Relations between Lord Patten and the Chinese authorities remained strained.

Chinese officials and media came up with a variety of insults including the nickname "fatty pang".

Image caption Lord Patten receives the Union Jack flag and Hong Kong Colonial flag as part of the Hong Kong handover ceremony in 1997

Nevertheless, the handover of Hong Kong to China in June 1997 was largely seen as a great success and few will forget the sight of the former governor crying as the union jack was taken down.

He later described the job as the experience that shaped him for the rest of his life.

On returning to the UK, he was appointed by Labour Prime Minister Tony Blair as chairman of the Commission into Policing in Northern Ireland, one of the cornerstones of the Good Friday Agreement.

His report into the police service recommended a radical overhaul, and came under considerable fire from unionists who objected to proposals for a name change, a new badge, a new oath of allegiance and a new flag.

The following year, he was appointed European Commissioner for external relations, but strong opposition from France and Germany meant he pulled out of the race to succeed Romano Prodi as president of the EU Commission.

He became chancellor of Oxford University, took over as chairman of the International Crisis Group, was made a peer in 2004 and has written books about world affairs.

He took up his role at the BBC Trust in 2011. During pre-appointment hearings before a Commons committee, he admitted he was not an EastEnders viewer.

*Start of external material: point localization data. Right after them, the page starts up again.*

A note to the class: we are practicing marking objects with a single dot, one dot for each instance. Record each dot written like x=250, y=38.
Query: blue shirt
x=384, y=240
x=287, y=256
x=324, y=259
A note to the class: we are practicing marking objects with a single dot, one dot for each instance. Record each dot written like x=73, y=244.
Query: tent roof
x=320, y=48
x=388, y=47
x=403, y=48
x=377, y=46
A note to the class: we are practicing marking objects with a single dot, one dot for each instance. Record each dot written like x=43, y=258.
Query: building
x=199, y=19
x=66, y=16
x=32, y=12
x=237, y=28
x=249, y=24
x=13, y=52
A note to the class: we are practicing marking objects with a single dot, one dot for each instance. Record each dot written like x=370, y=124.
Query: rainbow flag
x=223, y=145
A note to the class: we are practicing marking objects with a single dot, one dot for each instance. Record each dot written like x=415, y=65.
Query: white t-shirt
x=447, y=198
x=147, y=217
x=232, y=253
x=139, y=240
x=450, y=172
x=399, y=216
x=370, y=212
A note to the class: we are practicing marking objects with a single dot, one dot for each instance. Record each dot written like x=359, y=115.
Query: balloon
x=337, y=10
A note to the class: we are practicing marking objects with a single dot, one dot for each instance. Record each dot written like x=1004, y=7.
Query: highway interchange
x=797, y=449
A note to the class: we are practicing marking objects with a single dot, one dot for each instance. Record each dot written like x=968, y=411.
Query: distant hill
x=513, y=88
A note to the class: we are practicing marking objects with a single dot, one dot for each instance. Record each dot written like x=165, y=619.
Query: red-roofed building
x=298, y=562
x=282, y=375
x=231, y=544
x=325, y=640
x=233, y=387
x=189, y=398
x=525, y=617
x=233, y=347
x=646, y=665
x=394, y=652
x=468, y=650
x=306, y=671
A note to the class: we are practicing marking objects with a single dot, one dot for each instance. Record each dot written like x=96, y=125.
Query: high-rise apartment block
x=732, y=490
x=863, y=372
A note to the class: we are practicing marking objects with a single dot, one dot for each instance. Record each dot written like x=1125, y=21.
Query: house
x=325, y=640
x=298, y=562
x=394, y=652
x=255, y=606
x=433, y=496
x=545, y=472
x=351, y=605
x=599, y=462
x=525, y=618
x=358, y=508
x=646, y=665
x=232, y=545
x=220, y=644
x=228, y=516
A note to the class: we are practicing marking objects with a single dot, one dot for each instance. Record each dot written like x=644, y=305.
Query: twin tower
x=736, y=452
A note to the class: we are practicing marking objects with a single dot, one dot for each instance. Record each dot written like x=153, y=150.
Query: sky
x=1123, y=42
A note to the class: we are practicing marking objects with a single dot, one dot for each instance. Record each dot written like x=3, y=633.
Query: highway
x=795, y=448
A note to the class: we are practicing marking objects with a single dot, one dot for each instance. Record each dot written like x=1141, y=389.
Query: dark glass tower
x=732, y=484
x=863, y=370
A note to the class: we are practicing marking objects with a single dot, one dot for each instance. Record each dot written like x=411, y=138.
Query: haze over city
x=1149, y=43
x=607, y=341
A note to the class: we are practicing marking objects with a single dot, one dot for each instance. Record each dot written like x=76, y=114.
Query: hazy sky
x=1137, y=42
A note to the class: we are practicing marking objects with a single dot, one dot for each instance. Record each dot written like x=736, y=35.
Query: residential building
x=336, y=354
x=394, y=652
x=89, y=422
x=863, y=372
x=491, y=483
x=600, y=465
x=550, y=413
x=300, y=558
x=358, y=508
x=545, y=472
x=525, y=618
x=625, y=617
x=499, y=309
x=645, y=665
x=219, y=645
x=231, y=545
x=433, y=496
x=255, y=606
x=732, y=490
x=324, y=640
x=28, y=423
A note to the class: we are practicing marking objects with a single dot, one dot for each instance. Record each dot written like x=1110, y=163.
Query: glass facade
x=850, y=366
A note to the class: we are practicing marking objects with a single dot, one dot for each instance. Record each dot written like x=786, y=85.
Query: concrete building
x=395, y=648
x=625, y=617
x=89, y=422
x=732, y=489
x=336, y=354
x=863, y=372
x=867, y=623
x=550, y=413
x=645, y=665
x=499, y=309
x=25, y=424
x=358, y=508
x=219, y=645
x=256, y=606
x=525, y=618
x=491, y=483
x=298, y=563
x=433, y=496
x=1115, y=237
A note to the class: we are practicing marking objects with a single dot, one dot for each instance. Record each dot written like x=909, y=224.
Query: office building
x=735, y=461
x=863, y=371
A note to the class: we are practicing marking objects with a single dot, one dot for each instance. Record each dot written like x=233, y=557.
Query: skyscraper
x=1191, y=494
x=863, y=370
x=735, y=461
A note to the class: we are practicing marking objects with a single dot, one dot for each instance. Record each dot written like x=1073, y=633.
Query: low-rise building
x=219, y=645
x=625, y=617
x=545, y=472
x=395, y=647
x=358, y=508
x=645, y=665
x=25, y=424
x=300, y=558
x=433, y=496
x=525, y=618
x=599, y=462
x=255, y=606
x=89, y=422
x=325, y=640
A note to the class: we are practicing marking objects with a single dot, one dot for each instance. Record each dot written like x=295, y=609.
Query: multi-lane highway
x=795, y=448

"I watch the programmes that you'd expect somebody of my background to," he told MPs.

In fact, the committee expressed surprise that Lord Patten's knowledge of the BBC's output on television and radio was limited, but considered him a suitable candidate for the post.

He became a tireless supporter of the organisation and, despite his tribulations, he also witnessed the BBC's successful coverage of the Olympics, and an increase in audience share.

Lord Patten said of his decision to stand down from the BBC: "It would not be fair to my family to continue as before; and equally it would not be fair to the BBC and those it serves not to be able to give that commitment which the role demands."

He said it had been "a privilege" to have served as chairman of the BBC Trust, but added that "it is not perfect - what institution is?"